My Christmas

Feb 22, 2007 21:42

I know it's been a long time since I last posted. I also know that it has been a long time since Christmas. Let me explain.

For a bit of background, my father died seven years ago on January 16, 2000, of lung cancer. He was diagnosed with cancer one month after I left home for college, in September of 1998. He was told that he had a year and a half to live if he underwent treatment - but I never knew that he was given a set amount of time until this Christmas. I was incredibly close to my father, but once he died my mother and I really bonded. We've helped each other heal and became best friends. I talk to her every day. I've always thought that I had a free card for Mom, where she would live to be a healthy 99 years old. I was wrong.

The day after I flew home for Christmas, my mother was diagnosed with lung cancer. It was so hard to believe. We were at the hospital in Nashville from 6am - 7pm every day except on Christmas day. The worst part was seeing her so upset, knowing how hard Dad had to fight, and being at the same hospital that she had brought him to so many times. It was very difficult to leave her to come back to Chicago. Her prognosis was okay when we heard that she had a small tumor in the upper part of her right lung- but then they did a scan that showed cancer in a lymph node near her esophagus as well. She has undergone chemotherapy and radiation for six weeks, and she had her last treatment the week of February 5. I went home the weekend of February 2 to see her for the first time since Christmas (she has had many friends and neighbors taking care of her in the meantime). It is so hard to see your parent in such a weak state. Her throat burns and is almost completely closed off due to the radiation done on the lymph node there. We were told that at the beginning of the next week (February 12) her throat would begin to feel better, and she would start to be able to eat normally again. Well, she was not better. She was much worse. She could not even drink water, and she was in an immense amount of pain. Her friend took her to the hospital on February 12 and she has been there ever since. It is so incredibly hard to be in Chicago while she is in the hospital. The doctors thought they would be able to release her in less than a week, but she is not healing on schedule. She is still in a lot of pain and has trouble eating. She gets nutrients and fluids through an IV. She told me today that only 35% of her calories are coming from the food that she is ingesting. The doctors want to be able to release her by this Sunday. I just want her to start healing so she can feel a little bit normal again.

She is scheduled to have another CT scan March 1st. The doctors will check for remaining cancer cells and then they will schedule surgery to have the upper lobe of her right lung removed. It is so so hard, for both of us, to go through this so soon after losing Dad. I talk to my mom every day, but improvement is slow-going. She really is a wonderful person that loves life. I just want her to be able to enjoy it again, instead of always suffering.

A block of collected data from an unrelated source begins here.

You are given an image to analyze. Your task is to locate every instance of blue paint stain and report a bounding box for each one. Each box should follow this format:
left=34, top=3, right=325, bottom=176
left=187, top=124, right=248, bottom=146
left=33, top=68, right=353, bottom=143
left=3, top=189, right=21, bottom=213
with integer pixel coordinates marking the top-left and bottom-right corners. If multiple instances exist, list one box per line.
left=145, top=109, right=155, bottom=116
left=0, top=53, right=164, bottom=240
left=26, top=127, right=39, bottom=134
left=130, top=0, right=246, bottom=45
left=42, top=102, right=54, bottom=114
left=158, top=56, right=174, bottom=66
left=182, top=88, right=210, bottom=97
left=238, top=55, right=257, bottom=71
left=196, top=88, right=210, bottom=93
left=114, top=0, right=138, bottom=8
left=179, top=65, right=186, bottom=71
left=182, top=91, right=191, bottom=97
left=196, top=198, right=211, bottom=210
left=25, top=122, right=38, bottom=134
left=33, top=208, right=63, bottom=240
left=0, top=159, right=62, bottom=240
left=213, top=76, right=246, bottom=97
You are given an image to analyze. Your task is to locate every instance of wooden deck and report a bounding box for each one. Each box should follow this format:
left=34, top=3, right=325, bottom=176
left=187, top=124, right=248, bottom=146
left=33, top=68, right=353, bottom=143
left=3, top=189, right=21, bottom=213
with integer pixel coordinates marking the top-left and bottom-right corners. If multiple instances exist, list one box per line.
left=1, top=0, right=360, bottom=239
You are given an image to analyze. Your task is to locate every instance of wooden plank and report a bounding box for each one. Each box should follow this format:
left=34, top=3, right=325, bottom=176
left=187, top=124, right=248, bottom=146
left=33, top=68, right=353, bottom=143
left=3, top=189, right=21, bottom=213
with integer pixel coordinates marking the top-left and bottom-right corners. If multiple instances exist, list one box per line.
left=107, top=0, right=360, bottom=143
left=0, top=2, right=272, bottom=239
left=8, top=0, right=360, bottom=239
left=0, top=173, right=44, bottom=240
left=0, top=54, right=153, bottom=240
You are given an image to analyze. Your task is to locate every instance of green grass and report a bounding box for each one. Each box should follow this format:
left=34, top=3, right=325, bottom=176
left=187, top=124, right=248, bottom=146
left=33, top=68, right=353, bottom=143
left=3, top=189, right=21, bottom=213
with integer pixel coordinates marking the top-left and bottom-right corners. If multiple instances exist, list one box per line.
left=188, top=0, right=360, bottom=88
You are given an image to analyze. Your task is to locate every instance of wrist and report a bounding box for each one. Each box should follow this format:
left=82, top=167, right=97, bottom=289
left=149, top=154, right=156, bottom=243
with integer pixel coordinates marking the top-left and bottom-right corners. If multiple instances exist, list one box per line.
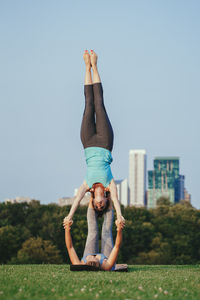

There is also a much smaller thorn in my side, which is my lovely job at the college. It has become progressively more stressful and life-devouring in the past few months. When someone unexpectedly left the office last December, I was promoted to Assistant to the Dean. I wasn't trained or left any sort of instructions to follow. AND, they aren't hiring anyone to replace me, even though my position is vacant after my promotion. Yay, no extra help! I have worked in this office for two years, but this job has different responsibilities, with lots more questions that keep coming all day long. I get frustrated often and work late most days. It is hard because I have such loyalty to the position, but I don't have nearly as many good days there as I used to. With all that has gone on, my personal goals have been put on hold. I am looking forward to the day when I can move away from Chicago and start anew somewhere slower, nicer, gentler, and closer to my Mom.

I do want you all to know that I check in on my friends list as regularly as I can, and I read all of your entries. I wish I had more time to make my own.